The above, however, are applications of denoising diffusion after some adaptation. As a generative model per se, it also recently started attracting attention in the direction of motion/path planning. Meanwhile, if one would like to close the loop and put it in a control context in real time, for example, one could imagine computational efficiency matters a lot. Improvements of the generation speed of diffusion models have, in fact, come a long way, and the discussion will briefly summarize approaches based on both numerical integration and the technique of distillation.
In addition, many physical problems correspond to non-Euclidean spaces. For example, in robotics one often has to deal with SO(3) or SE(3) Lie groups; physics may require various quantities to be in some constrained sets; perhaps certain variables can even take discrete values. Selected progress of diffusion generative modeling in these non-Euclidean spaces will be briefly discussed.
Finally, can we trust the information, knowledge and decision produced by diffusion generative models? Rigorous, quantitative error controls of standard diffusion models are in fact possible. But can these models be world models that learn from data how the world operates? In general, it might be preferable to hardwire domain knowledge (along the lines of DDDAS-based methods) into a (deep) learning model, rather than accounting for everything by a black box (i.e., a generic neural network). Should and how do we enable this for the diffusion model, possibly even inside a feedback loop? This open question hopefully could be elaborated by the DDDAS community.
Panelist Bio-Overview:
Molei Tao received B.S. in Math & Physics in 2006 from Tsinghua Univ. (Beijing) and Ph.D. in Control & Dynamical Systems with a minor in Physics in 2011 from Caltech. Afterwards, he was a postdoc in Computing & Mathematical Sciences at Caltech from 2011 to 2012, and then a Courant Instructor at NYU from 2012 to 2014. From 2014 on, he was an assistant, and then associate professor in School of Math at Georgia Tech. He is also a core faculty member of GT Machine Learning Center, Machine Learning Ph.D. Program, GT Algorithms & Randomness Center (ARC), Algorithms, Combinatorics & Optimization (ACO) Ph.D. Program, and GT Decision & Control Lab.
His recent research mainly focuses on the theoretical and algorithmic foundations of machine learning. Topics include: generative modeling, sampling, and measure transport; non-Euclidean machine learning; optimization and deep learning theory (often through the lens of dynamical systems); scientific machine learning (i.e.
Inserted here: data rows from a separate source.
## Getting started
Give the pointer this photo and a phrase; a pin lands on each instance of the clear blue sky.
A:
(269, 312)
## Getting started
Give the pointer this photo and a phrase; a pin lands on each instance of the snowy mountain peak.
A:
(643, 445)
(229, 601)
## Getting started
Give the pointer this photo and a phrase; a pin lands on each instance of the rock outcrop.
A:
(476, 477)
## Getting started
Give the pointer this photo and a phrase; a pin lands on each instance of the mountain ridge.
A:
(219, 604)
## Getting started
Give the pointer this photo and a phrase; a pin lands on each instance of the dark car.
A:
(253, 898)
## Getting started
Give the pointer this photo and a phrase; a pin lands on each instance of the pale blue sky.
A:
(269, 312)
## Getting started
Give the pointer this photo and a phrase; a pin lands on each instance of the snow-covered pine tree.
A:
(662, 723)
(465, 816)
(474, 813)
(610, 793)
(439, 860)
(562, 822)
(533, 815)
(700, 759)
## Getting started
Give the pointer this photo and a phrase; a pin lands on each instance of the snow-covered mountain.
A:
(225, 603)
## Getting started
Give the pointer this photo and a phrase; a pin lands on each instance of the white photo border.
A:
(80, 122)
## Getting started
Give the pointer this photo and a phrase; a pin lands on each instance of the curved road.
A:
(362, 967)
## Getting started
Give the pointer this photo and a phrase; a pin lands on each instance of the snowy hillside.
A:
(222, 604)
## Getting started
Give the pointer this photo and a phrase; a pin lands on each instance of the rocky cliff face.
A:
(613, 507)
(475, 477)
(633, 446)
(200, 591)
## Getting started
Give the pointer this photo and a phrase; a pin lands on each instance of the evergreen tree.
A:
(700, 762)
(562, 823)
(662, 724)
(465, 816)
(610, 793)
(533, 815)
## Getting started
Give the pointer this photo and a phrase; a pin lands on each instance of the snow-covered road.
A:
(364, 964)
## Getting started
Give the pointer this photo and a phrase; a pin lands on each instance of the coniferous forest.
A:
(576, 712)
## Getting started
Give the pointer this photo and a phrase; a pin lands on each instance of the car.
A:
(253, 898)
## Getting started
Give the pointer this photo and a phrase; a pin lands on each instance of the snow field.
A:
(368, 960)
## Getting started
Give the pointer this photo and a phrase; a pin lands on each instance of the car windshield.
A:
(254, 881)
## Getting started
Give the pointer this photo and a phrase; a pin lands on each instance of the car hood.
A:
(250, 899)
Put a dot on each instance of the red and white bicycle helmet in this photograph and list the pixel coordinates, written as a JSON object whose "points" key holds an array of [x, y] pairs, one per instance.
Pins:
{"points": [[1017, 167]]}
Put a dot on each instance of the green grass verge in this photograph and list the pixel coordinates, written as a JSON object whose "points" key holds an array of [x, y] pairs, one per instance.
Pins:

AI4Science/Engineering/Computing).
He is a recipient of the W.P. Carey Ph.D. Prize in Applied Mathematics (2011), American Control Conference Best Student Paper Finalist (2013), NSF CAREER Award (2019), AISTATS best paper award (2020), IEEE EFTF-IFCS Best Student Paper Finalist (2021), Cullen-Peck Scholar Award (2022), GT-Emory AI.Humanity Award (2023), Plenary Speaker at Georgia Scientific Computing Symposium (2024), Keynote Speaker at the 2024 International Conference on Scientific Computing and Machine Learning, and SONY Faculty Innovation Award (2024). He holds various editorial roles, including area chairs of premier machine learning conferences such as NeurIPS and ICLR.